You ask the coding assistant for a brand new feature.

The coding assistant says, we have two or three or four different paths we could go about doing it. Maybe the coding assistant can recommend a specific one. Once you pick the option, the coding assistant can ask more specific questions.

The database looks like this right now, should we modify this table which would be the simplest solution, or create a new one? If you will in the future want a many-to-one relationship for this component, we should create a new table and reference it via a join table. Which approach do you prefer?

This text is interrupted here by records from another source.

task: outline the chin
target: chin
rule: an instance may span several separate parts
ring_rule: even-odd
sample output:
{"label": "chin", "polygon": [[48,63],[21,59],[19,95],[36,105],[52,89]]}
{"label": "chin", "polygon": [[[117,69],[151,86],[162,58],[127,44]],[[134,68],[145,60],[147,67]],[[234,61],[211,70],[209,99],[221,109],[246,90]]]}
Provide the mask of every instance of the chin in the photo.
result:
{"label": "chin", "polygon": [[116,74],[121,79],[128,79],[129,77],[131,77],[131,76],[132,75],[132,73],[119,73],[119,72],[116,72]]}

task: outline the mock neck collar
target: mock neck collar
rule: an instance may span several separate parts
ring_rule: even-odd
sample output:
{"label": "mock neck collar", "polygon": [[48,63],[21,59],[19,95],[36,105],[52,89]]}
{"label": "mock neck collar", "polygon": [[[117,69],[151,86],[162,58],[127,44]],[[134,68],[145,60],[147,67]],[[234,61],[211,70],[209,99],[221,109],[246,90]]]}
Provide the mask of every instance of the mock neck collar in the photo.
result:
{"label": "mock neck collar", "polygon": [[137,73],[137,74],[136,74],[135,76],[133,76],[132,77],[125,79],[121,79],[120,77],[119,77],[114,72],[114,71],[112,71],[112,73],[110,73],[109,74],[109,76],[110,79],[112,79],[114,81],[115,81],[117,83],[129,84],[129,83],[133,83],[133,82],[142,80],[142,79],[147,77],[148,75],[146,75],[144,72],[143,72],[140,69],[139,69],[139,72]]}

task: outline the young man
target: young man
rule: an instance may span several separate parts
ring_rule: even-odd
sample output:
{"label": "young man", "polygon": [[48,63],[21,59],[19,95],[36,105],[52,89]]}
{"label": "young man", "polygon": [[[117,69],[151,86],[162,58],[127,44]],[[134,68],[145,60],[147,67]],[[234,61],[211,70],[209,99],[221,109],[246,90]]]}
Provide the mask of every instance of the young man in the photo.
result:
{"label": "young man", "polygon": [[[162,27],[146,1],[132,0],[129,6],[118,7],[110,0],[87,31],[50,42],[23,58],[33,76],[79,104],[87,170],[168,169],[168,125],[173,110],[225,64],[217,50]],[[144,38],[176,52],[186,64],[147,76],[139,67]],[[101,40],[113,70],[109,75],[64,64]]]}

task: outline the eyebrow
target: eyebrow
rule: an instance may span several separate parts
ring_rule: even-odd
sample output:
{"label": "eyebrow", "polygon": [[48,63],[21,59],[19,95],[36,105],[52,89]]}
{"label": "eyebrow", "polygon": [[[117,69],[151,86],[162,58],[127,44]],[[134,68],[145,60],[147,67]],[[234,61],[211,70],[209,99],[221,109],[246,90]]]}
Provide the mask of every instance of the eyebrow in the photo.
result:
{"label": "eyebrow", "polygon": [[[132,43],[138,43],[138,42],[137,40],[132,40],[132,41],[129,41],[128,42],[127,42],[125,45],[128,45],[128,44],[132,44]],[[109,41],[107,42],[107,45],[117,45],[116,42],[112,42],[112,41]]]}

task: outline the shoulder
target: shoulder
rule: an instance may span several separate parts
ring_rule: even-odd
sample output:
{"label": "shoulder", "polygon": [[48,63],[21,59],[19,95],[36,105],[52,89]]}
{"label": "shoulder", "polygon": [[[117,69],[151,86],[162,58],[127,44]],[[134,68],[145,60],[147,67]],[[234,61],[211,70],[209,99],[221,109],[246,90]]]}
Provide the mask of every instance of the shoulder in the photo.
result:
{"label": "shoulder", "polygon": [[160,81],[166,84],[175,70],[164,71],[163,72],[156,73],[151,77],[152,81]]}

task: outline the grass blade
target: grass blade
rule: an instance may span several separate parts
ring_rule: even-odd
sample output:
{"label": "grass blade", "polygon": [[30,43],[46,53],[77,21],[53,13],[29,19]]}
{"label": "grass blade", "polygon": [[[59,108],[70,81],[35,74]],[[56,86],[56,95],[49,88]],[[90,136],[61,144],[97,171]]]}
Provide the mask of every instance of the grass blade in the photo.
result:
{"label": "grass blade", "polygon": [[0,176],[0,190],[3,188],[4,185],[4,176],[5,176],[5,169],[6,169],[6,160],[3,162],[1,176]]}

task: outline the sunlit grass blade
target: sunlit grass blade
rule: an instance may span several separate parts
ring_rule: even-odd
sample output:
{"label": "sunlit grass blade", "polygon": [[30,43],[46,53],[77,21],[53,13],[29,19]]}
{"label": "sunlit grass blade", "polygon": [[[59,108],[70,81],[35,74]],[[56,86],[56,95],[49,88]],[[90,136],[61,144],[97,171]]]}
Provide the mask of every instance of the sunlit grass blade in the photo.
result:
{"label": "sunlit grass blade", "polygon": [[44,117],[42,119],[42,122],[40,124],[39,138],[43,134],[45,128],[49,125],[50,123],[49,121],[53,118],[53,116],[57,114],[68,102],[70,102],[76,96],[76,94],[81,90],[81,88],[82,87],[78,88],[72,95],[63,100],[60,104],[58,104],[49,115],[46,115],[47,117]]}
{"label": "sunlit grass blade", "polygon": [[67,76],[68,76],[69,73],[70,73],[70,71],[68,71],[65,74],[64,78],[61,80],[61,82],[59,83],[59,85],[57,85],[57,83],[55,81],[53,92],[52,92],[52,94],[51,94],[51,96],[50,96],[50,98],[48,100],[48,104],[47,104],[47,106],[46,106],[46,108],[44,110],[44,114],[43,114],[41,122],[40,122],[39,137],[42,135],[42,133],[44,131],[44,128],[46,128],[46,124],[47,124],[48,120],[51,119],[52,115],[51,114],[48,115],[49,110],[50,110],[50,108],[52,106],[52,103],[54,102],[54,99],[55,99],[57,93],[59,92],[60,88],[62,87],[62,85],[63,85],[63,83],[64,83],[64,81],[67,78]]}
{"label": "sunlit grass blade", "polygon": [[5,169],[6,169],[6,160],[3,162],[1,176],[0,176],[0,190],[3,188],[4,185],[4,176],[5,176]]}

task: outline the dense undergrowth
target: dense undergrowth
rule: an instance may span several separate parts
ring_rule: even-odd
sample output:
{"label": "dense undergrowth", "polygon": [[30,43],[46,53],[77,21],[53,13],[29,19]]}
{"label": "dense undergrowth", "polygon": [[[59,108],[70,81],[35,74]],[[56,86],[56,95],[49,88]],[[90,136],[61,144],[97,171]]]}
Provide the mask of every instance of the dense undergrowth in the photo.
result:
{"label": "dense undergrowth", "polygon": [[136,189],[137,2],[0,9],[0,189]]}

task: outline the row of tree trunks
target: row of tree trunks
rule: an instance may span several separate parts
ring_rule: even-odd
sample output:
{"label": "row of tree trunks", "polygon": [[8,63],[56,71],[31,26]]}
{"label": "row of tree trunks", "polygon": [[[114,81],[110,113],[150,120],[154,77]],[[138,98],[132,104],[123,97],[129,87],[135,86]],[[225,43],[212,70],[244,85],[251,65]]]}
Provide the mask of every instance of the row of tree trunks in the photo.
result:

What about the frontend, we can surface controls for this in on our existing pages, however for reasons x, y, and z I'd recommend creating a new page for the CRUD operations on this new feature. Which would you prefer?

Now that we've gotten the big questions squared away, do you want to proceed with code generation, or would you like to dig deeper into either the backend or the frontend implementation?

jaggederest•7m ago
You're describing existing behavior of codex and claude at the moment, for what it's worth. They don't always catch every edge case (or even most) in depth or discuss things thoroughly, depending on the prompt, but if you say "ask questions and be sure to clarify any ambiguity or technical issues" they'll run right through many of the outstanding concerns.